Sinceramente questa affermazione mi coglie di sorpresa. Ho un grandissimo rispetto per la Sua persona come per la figura istituzionale che Lei ora rappresenta per cui non capisco.

Escludendo nella maniera più categorica ed assoluta che Lei possa dire bugie (sarebbe impensabile data la Carica Istituzionale che ancora riveste) l’unica cosa che posso pensare (ritenendola in assoluta buona fede) che non sia abbastanza vicino al Suo Popolo da accorgersi che se da un lato non siamo in “ripresa” ma in un “falso ed affannoso recupero” che potrebbe oltretutto arrestarsi ben presto causa ennesimo lock down imposto più dalla nostra Sanità distrutta che dal Virus che ci tormenta, dall’altro punto di vista che Lei cita siamo tutt’altro che “uniti”.

Io che sono un semplice cittadino (ma forse perché vivo in mezzo ai cittadini queste cose le conosco bene) scrivo molto spesso di come l’Italia mi appaia estremamente divisa in fazioni che si incolpano di ogni cosa, anche grazie alla politica che, mi perdoni, non fa proprio suo dovere,

Per questo la Sua affermazione mi ha sorpreso: in cosa saremmo uniti se mi posso permettere? Io oggi vedo gli italiani divisi su tutto ma (badi bene) non do certo la colpa a loro ma ad un sistema che non dice loro la verità soprattutto sulla situazione economica e finanziaria del Paese, diretto come un treno verso ad un burrone cadendo nel quale ci faremo tutti molto male.

Mi permetto di porre alla Sua attenzione un grafico Sig.

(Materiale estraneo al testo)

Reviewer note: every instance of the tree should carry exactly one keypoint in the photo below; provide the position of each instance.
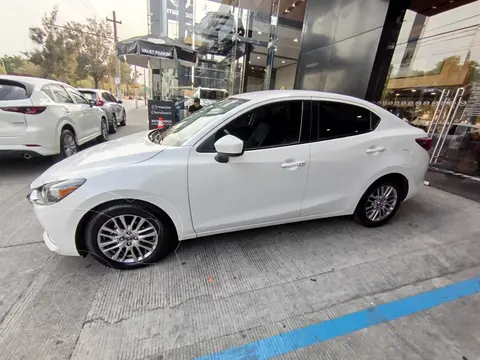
(13, 64)
(95, 50)
(56, 49)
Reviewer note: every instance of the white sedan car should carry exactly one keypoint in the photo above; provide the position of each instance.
(252, 160)
(41, 117)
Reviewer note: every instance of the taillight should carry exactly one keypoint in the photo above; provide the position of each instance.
(28, 110)
(426, 143)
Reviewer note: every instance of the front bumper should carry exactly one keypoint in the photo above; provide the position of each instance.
(20, 150)
(60, 224)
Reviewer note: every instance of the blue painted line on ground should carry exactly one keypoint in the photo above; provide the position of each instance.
(313, 334)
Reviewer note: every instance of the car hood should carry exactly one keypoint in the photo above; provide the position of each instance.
(119, 152)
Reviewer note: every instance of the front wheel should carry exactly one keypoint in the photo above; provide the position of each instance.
(128, 236)
(379, 204)
(104, 131)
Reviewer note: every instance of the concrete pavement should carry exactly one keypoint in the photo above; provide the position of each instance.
(229, 290)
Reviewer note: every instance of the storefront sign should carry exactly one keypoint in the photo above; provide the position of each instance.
(163, 111)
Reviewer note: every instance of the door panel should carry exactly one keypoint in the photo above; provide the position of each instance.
(73, 112)
(345, 153)
(266, 183)
(252, 189)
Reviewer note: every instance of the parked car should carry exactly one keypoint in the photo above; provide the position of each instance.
(114, 109)
(41, 117)
(252, 160)
(208, 96)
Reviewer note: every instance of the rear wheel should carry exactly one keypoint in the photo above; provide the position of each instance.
(128, 236)
(104, 131)
(68, 144)
(379, 204)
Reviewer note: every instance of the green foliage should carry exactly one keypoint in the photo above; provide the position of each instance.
(56, 49)
(81, 54)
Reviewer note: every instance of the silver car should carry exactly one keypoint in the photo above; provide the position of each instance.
(114, 109)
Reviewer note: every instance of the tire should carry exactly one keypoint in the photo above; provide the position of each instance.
(104, 131)
(152, 225)
(124, 119)
(113, 128)
(390, 190)
(68, 144)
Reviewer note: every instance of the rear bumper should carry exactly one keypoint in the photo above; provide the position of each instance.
(21, 150)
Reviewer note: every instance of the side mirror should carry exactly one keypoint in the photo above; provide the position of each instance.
(228, 146)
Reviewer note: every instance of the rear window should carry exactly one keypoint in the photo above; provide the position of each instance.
(12, 92)
(89, 95)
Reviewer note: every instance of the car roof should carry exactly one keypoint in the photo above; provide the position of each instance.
(91, 90)
(31, 80)
(276, 94)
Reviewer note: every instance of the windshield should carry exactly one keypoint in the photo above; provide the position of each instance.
(184, 130)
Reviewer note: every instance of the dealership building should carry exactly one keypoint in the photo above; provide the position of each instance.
(419, 59)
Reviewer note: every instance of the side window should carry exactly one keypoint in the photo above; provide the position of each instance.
(271, 125)
(79, 99)
(340, 120)
(61, 95)
(48, 92)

Presidente che Lei sicuramente conoscerà:

E’ la curva del debito pubblico Italiano Sig. Presidente e non ho dubbi che Lei la conosca molto bene; è sempre cresciuta a fronte di un paradigma monetario che posso definire a buona ragione truffaldino che impedisce alle Nazioni (non solo all’Italia) di pagare il debito usando una Moneta presa in prestito e questo è dimostrabile da un punto di vista matematico (non politico).

Allora mi perdoni ancora se mi permetto ma posso chiederle dove Lei vede la “ripresa”?

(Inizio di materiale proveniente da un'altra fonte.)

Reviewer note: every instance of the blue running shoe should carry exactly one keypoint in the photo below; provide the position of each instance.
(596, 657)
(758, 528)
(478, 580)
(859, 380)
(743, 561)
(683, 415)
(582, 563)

Io mi auguro solo che delle due ipotesi possibili sia vera la seconda e cioè che lei sia (mi perdoni la schiettezza) un ingenuo in buona fede perché a pensare di avere un Presidente della Repubblica moralmente disonesto sinceramente non ci riesco proprio.

Buon Natale presidente.
Sono sicuro che per Lei lo sarà.

E Buon Natale anche a Te Francesco, che più di tutti dovresti difendere le tradizioni cristiane ed i cristiani nel mondo.
(magari anche Tu sei in buona fede e credi di farlo)

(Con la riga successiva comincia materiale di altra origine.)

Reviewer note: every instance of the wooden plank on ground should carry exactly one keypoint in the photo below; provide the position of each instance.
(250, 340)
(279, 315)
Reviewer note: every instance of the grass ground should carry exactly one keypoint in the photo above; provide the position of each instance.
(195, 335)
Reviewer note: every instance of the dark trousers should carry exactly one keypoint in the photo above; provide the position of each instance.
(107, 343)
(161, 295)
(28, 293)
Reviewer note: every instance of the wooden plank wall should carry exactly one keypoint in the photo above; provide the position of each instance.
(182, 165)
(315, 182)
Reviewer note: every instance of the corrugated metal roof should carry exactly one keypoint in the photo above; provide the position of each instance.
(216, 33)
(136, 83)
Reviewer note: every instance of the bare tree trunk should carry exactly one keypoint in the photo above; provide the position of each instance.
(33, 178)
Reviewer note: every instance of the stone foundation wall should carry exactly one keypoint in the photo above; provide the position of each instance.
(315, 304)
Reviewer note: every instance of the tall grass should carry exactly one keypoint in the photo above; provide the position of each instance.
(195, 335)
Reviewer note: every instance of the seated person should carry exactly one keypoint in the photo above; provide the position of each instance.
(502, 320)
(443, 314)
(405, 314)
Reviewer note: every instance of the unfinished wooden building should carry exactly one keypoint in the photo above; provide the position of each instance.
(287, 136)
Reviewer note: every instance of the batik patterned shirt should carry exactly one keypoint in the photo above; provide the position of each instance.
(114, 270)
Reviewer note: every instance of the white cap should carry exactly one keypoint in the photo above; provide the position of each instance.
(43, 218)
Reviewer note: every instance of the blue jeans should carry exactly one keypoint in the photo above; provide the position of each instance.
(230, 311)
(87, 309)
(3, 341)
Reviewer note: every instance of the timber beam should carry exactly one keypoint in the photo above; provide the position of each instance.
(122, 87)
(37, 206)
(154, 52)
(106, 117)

Per il resto degli italiani beh: siamo uniti ed in ripresa per cui sicuramente lo sarà anche per noi.

Davide Carlo Serra

Di Davide Serra

Presidente di Sovranità Italiana

2 pensiero su “Presidente Le scrivo…”
  1. Una bella lettera di commiato dal ruolo di Presidente della Repubblica.
    Sarebbe stato utile citare anche l’assenza vergognosa nella gestione della Magistratura e della Costituzione Italiana, oggi allo sbando.
    L’atteggiamento del “silenzio assenso”, lo rende complice di tutto quanto si è verificato all’interno della Magistratura politicizzata e corrotta. Oggi la Giustizia si “paga” come si pagano le visite specialistiche. Quindi se disponi di mezzi vieni addirittura assolto pur avendo commesso il fatto, con gli stessi puoi curare la salute da luminari della medicina.
    Comunque complimenti per la lettera che purtroppo, se verrà letta, non scalfirà neppure l’orgoglio e la dignità personali questo prossimo ex presidente.